There is a Better Way. Instead of using fixed sized blocks, use variable sized b...

willvarfar · on Feb 14, 2012

I've heard that called 'anchored hashing'. Its recently been used by FreeArc: http://encode.ru/threads/43-FreeArc?p=28237&viewfull=1#p...

How does ddar do it?

rlpb · on Feb 14, 2012

ddar calculates a 32-bit Rabin fingerprint over a sliding 48-byte window (a Rabin fingerprint is a type of checksum which allows quick calculation of a "slide" with just the previous fingerprint, the new byte coming in, and the old byte going away). The fingerprint is compared against a mask which has n bits set, where 2^n is the desired target block size. If there's a match, then the location of the window is taken to be a block boundary. With random data this should lead to a binomial distribution of block sizes centred around the target block size. But minimum and maximum block sizes are also enforced for pathological cases which skews this slightly.
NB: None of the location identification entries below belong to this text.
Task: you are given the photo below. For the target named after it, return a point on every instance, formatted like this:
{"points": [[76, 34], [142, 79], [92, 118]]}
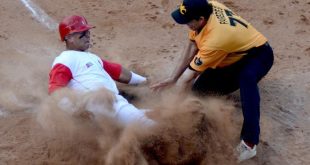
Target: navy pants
{"points": [[243, 75]]}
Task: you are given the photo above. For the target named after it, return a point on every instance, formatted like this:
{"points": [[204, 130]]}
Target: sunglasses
{"points": [[84, 33]]}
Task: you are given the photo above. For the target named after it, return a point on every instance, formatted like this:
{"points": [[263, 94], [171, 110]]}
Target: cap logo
{"points": [[182, 9]]}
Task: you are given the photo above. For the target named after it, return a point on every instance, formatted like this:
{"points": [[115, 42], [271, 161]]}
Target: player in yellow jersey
{"points": [[224, 53]]}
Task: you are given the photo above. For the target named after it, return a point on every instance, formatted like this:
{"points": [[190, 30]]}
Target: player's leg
{"points": [[127, 113]]}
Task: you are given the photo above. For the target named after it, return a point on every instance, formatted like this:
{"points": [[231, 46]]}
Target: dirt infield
{"points": [[142, 36]]}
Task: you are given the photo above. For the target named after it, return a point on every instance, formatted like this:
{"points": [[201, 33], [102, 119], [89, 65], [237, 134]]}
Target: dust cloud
{"points": [[188, 130]]}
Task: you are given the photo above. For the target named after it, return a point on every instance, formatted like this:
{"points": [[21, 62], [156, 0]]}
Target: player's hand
{"points": [[163, 84]]}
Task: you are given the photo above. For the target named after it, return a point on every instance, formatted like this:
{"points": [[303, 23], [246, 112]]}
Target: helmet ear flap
{"points": [[71, 25]]}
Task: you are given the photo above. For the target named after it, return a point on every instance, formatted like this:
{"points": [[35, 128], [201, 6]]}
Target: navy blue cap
{"points": [[189, 10]]}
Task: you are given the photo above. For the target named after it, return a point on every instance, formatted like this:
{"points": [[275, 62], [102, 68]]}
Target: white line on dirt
{"points": [[40, 15]]}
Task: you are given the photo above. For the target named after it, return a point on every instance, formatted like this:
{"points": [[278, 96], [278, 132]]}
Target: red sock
{"points": [[251, 145]]}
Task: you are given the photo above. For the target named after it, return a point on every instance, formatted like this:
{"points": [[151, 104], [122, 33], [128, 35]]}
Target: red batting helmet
{"points": [[71, 25]]}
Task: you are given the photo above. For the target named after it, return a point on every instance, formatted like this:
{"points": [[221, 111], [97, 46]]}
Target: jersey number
{"points": [[232, 20]]}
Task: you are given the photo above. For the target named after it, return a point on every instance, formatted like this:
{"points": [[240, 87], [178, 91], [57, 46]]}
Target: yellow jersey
{"points": [[224, 39]]}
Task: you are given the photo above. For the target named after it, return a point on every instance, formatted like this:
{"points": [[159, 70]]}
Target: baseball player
{"points": [[224, 53], [84, 71]]}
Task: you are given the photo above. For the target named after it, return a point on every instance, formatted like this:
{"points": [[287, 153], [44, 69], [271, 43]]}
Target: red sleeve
{"points": [[113, 69], [60, 76]]}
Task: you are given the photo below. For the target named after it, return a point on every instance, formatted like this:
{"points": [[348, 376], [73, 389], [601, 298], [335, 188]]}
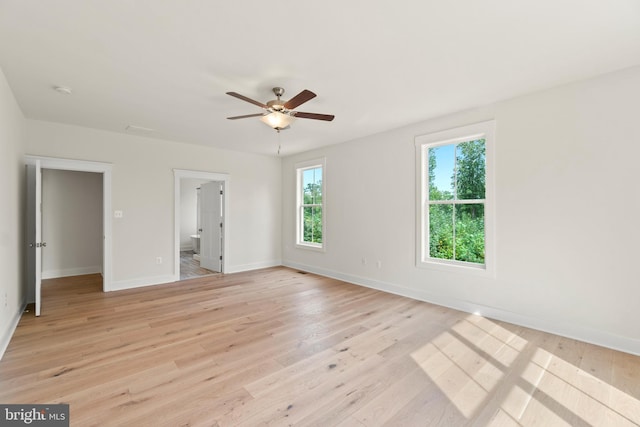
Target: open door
{"points": [[211, 226], [34, 234]]}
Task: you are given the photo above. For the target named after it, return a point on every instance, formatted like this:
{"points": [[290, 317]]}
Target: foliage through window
{"points": [[454, 199], [310, 205]]}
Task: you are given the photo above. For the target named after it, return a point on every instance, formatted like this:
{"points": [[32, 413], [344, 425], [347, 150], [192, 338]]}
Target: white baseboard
{"points": [[67, 272], [7, 334], [255, 266], [597, 337], [139, 283]]}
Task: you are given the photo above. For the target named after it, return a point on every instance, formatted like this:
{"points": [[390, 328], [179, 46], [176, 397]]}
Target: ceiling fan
{"points": [[278, 113]]}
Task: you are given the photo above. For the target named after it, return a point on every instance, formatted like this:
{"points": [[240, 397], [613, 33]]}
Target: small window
{"points": [[455, 209], [310, 211]]}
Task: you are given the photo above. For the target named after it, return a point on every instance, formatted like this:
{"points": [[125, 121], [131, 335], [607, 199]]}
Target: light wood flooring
{"points": [[278, 347], [190, 268]]}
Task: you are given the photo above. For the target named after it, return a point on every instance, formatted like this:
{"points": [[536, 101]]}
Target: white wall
{"points": [[142, 187], [567, 213], [12, 185], [188, 210], [71, 223]]}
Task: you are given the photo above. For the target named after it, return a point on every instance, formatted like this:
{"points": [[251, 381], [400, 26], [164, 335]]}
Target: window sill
{"points": [[310, 247], [453, 267]]}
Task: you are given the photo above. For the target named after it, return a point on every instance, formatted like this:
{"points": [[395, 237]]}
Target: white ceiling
{"points": [[376, 65]]}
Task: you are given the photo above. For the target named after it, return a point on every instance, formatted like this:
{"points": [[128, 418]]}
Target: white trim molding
{"points": [[97, 167], [225, 179]]}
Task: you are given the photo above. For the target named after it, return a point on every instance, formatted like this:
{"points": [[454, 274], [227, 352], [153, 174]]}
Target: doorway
{"points": [[200, 223], [34, 243]]}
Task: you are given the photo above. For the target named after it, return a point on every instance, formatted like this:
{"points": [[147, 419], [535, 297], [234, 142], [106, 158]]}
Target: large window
{"points": [[455, 210], [310, 213]]}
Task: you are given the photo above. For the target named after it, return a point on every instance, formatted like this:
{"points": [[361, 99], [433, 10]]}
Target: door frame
{"points": [[224, 179], [96, 167]]}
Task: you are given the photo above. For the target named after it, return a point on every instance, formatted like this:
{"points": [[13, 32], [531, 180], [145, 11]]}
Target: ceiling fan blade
{"points": [[244, 98], [315, 116], [299, 99], [245, 116]]}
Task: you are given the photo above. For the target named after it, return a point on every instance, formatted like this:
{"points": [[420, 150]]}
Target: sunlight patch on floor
{"points": [[469, 362]]}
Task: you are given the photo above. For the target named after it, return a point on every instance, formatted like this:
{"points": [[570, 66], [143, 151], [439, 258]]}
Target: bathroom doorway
{"points": [[200, 216]]}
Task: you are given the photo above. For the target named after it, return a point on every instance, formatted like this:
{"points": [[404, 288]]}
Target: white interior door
{"points": [[211, 226], [34, 234]]}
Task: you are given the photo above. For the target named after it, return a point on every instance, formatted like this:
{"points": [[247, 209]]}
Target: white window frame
{"points": [[300, 168], [483, 130]]}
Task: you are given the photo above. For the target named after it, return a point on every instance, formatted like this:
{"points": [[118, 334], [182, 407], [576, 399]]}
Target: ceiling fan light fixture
{"points": [[277, 120]]}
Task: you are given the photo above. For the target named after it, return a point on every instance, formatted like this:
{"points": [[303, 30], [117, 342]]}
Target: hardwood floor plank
{"points": [[278, 347]]}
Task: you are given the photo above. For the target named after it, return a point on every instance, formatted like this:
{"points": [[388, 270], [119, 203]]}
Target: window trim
{"points": [[475, 131], [300, 168]]}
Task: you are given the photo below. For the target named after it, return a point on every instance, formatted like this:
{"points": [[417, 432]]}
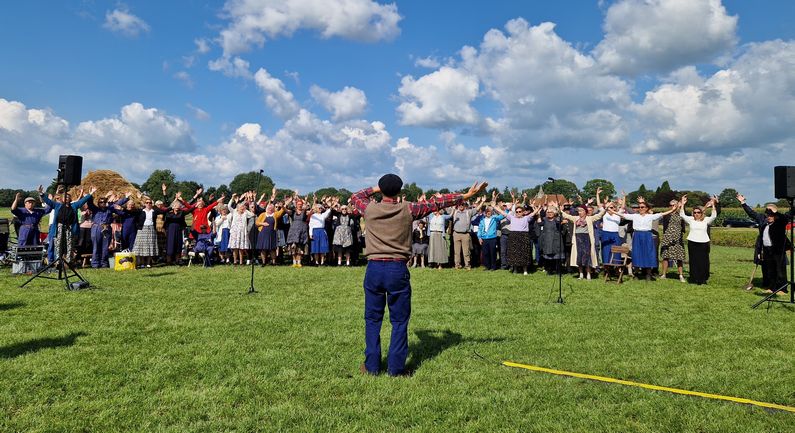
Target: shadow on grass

Blocks whose boundaries are determined by this algorithm are hashed (SHA256 currently). The hash is used to key each block in a reference-counted key/value store.

Then each archive member is just a list of block hashes.

huhtenberg · on Feb 14, 2012

If you were to elaborate on and brush up the description, it would make an excellent HN submission. Good stuff anyways.

silentbicycle · on Feb 14, 2012

I wrote a library that does this. I haven't posted it publicly, because it's part of a much larger project (not yet complete), but could put it on github if anybody is interested.

There are implementations in Lua, Java, and C.

kragen · on Feb 14, 2012

This would be really cool.

silentbicycle · on Feb 14, 2012

I'll ping you on twitter when I post it.